A combination of advanced software, computer programming and bioinformatics tools enabled the International Wheat Genome Sequencing Consortium (IWGSC) to use existing sequencing technologies to look at virtually the entire wheat genome. This will complement existing IWGSC strategies that are studying one chromosome at a time.

The consortium expects to have the complete picture of the wheat genome puzzle (17 billion base pairs)—with a clear idea of how the genes are ordered—within two years’ time. Given that the wheat genome is five times the size of the human genome, previous estimates suggested this work would take four or five more years.

“The computational tools developed by NRGene, which use Illumina’s sequence data,  combined with the sequencing expertise of IWGSC has generated a version of the wheat genome sequence that is better ordered than anything we have seen to date.  We are starting to get a better idea of the complex puzzle that is the wheat genome,” said Pozniak.

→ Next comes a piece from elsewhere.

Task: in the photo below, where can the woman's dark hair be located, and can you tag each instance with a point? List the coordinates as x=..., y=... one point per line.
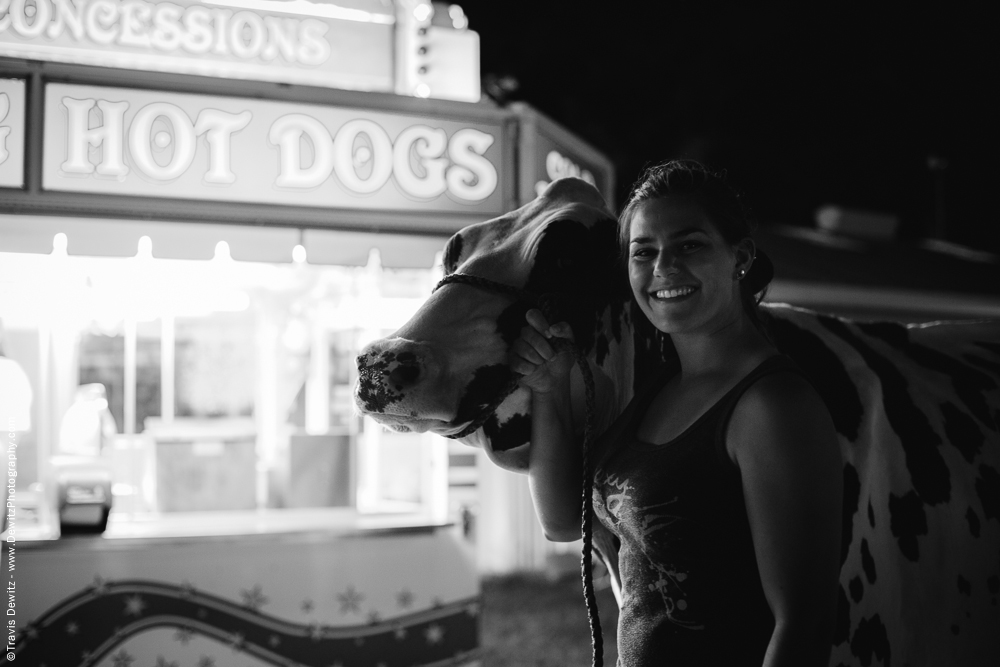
x=692, y=181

The result will be much greater precision in the breeding process.

“Imagine that you have a blueprint for the order of important pieces of the wheat genome puzzle. With that information, it becomes far easier to assemble the puzzle more quickly into new and improved varieties,” said Pozniak. “But this sequence is just the first step. There is still much work to do to define the function of each of the genetic pieces so that breeders can identify the very best genes in the gene pool.”

Though the work was done on just one variety of bread wheat (Chinese Spring), the new knowledge will serve as the backbone to unlock the genetic blueprint for traits in other varieties as well, significantly accelerating global research into crop improvement, he said.

Nils Stein of IPK Gatersleben in Germany said the new sequence represents “a major breakthrough” for the consortium’s efforts to deliver an ordered sequence for each of the 21 bread wheat chromosomes.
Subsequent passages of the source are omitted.